WAIMEA — There were perhaps 50 people who started the Out of the Darkness suicide-prevention awareness walk Saturday at Waimea Athletic Field.
Walkers trooped past the softball field where senior players were starting to gather, and past the soccer fields where American Youth Soccer Association players were engaged in play in the midst of colorful umbrellas erected against the increasing heat from the Waimea sun.
As the entourage led by Mar Cadiz, Leici Camara and Kaylynn Drake approached the finish line, the number had swollen to several hundred people.
Those numbers were aided by the fact Saturday’s walk was the first done in conjunction with the Kauai Suicide Prevention task force, said Madeline Hiraga-Nuccio, the task force president.
The Kauai Suicide Prevention Task Force was joined by other community groups offering services and information on suicide, including the National Alliance on Mental Illness, Hale Opio, Queen Lili‘uokalani Children’s Center, state Department of Health, and more that were active in the HOPE Festival and Healing Space.
“During the three years — 2017, 2018 and 2019 — there were 47 people on Kauai who died by suicide,” said Gina Kaulukukui, the Kauai representative to the American Foundation for Suicide Prevention-Hawaii Chapter. “The resources and task force are so important to curb these numbers. The AFSP is a state-level group, but each island is unique.”
Kaulukukui, who was thrust into the suicide experience at age 4, was joined by other families, including coordinator Sheila Garcia-Louis, and several others, including Mayor Derek S.K. Kawakami, who experienced loss by suicide.
“We are all connected, like a lei — lei kukui,” Kaulukukui said. “Kukui because it symbolizes light. We celebrate not how to die, but life. The memory beads keep the experience alive.
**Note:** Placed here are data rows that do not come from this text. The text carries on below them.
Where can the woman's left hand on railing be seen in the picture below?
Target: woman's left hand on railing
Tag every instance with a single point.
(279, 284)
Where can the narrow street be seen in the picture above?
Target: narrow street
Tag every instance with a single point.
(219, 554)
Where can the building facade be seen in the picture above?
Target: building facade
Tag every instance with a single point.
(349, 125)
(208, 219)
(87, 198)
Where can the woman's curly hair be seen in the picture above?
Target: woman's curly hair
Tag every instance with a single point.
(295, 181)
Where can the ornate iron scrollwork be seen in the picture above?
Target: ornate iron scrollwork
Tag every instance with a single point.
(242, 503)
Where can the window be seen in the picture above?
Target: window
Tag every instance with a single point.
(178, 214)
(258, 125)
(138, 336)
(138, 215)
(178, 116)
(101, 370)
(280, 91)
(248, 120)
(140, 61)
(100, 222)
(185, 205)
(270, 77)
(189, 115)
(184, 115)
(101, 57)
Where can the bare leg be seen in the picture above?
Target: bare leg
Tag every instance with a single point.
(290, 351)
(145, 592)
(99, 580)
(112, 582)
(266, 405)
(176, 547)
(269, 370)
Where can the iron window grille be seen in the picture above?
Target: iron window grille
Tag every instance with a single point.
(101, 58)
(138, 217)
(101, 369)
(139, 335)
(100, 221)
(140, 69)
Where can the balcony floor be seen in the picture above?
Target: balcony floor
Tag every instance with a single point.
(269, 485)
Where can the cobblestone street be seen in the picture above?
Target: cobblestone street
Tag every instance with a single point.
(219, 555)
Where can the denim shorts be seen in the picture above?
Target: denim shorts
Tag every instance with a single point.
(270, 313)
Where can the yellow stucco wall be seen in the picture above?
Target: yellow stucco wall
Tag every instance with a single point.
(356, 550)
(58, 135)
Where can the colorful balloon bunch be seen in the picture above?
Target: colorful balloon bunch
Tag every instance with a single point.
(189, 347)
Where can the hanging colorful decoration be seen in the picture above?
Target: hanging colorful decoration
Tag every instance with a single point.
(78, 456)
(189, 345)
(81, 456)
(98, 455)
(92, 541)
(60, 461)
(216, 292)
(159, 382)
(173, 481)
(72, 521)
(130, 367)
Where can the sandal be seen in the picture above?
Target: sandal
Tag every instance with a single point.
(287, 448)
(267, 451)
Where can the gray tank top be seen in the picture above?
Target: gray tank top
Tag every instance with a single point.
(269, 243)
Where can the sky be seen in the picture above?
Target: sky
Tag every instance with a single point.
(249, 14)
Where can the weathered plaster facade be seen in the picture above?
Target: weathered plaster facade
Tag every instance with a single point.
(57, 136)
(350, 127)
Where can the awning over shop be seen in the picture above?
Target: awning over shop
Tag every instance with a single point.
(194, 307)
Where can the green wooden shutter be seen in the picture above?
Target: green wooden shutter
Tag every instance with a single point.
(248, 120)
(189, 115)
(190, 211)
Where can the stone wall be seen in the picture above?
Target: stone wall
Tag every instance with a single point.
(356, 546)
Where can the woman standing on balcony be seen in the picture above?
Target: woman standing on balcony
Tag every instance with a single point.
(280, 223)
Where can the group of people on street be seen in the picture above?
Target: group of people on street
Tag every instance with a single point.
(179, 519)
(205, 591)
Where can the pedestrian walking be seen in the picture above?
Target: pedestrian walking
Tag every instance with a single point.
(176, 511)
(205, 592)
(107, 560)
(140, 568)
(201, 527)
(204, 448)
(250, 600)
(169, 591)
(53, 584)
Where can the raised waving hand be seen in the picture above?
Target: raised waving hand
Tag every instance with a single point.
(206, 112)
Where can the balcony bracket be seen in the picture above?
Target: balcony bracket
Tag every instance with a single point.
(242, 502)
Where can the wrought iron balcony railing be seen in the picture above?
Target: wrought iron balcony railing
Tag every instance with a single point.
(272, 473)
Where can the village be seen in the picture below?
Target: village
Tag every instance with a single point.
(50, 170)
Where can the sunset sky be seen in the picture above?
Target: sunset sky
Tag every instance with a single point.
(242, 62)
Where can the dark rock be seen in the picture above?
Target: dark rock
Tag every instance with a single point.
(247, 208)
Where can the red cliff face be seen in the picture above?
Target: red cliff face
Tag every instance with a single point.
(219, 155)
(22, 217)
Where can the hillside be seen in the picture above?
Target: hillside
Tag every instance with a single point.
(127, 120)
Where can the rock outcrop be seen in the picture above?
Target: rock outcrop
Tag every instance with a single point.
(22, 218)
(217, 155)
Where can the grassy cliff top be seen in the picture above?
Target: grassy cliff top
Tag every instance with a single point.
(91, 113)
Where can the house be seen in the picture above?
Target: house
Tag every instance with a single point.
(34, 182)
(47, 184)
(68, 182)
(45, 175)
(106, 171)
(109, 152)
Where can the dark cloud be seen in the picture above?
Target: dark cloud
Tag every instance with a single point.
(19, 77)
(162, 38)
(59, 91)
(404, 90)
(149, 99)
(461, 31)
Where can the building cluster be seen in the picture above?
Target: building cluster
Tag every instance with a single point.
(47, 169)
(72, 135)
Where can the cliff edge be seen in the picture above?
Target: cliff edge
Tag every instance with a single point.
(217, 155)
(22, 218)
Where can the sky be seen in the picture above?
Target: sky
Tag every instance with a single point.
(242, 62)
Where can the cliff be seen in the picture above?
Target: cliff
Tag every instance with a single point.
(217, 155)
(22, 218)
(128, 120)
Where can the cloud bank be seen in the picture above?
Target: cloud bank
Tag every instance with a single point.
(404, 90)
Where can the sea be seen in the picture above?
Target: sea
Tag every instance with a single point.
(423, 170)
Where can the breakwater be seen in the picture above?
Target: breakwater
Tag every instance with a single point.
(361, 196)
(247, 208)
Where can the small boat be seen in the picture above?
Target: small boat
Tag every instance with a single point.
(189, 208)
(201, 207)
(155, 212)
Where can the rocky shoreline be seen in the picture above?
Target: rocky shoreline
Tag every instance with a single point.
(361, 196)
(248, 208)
Hope, help and healing are possible.”
Pua Kaninau-Santos, after suffering her loss, became the voice for suicide, starting a task force on Oahu and bringing it to Kauai, where she got Kaulukukui to join the movement to break the silence on suicide and mental illness.
Drake, a 2019 graduate of Kamehameha Schools’ Kapalama campus, said she has commited to be the voice.
“Four years ago, I made the commitment to help others to be the voice,” said Drake, who said she will lead the Out of Darkness walk on Oahu this week. “I have a mission to help prevent loss after my family lost some of its members and friends, and even myself.”
The Out of the Darkness community walk, brought to Waimea this year, encourages people to learn the warning signs of people at risk of suicide, learn the training and become a life saver, and break the silence surrounding suicide and mental illness.